甘い愛で縛りつけて
だけど……恭ちゃんが言った言葉は私の中に重く沈み消えることなく残っていた。
恭ちゃんは漠然と言ったんじゃなく、将来を見越して言ったんだって分かっていたから。
いつかその時がくるって思うと、いくら恭ちゃんがいつも通りだからといって不安は消えなかった。
昨日一日会えない事が、とても長く感じるほど。
「迷惑かなとは思ったんだ。恭ちゃんは、休みの日はあまり私と過ごしたくないのかなって思ってたから」
カウンターテーブルに頬杖をつきながら言うと、キッチンでコーヒーを入れていた恭ちゃんがこちらを振り向く。

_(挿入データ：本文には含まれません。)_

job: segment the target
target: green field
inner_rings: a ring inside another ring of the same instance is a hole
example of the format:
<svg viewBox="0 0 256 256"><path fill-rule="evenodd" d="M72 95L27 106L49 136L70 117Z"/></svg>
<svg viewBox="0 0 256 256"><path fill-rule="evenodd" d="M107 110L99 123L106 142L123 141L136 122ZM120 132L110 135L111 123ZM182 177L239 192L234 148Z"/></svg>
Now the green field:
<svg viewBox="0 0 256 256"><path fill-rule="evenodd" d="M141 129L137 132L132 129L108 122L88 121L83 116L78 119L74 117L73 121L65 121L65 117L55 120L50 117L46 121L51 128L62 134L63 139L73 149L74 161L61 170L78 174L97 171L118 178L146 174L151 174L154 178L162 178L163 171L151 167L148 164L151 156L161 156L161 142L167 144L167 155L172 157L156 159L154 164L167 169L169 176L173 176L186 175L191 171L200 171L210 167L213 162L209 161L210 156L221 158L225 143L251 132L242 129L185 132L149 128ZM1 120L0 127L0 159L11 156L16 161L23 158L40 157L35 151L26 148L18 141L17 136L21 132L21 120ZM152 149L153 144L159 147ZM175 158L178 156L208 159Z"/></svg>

グレイのTシャツに黒のジャージっていう寝ていたままの格好だけど、コーヒーを入れるためか、いつの間にか眼鏡はかけていた。
「恭ちゃん、休みの日でも特にどこか行こうとか誘わないし、ひとりがいいのかと思って」
携帯番号だって、家電だって恭ちゃんは知ってる。
だけど、付き合う前も付き合ってからも、休日に誘われた事はない。
土日どちらか電話をくれたりはしていたけれど、他愛ない話をしただけで、私をどこかに誘い出すモノではなかった。
お互い働いている以上、休日は色々やる事もあるし、恭ちゃんなんか一人暮らしだから余計しなくちゃいけない事もある。
毎日学校で会えてるんだから別にいいじゃない。
そんな風にも思ったけれど、それが少し寂しいと思っていたのも事実だ。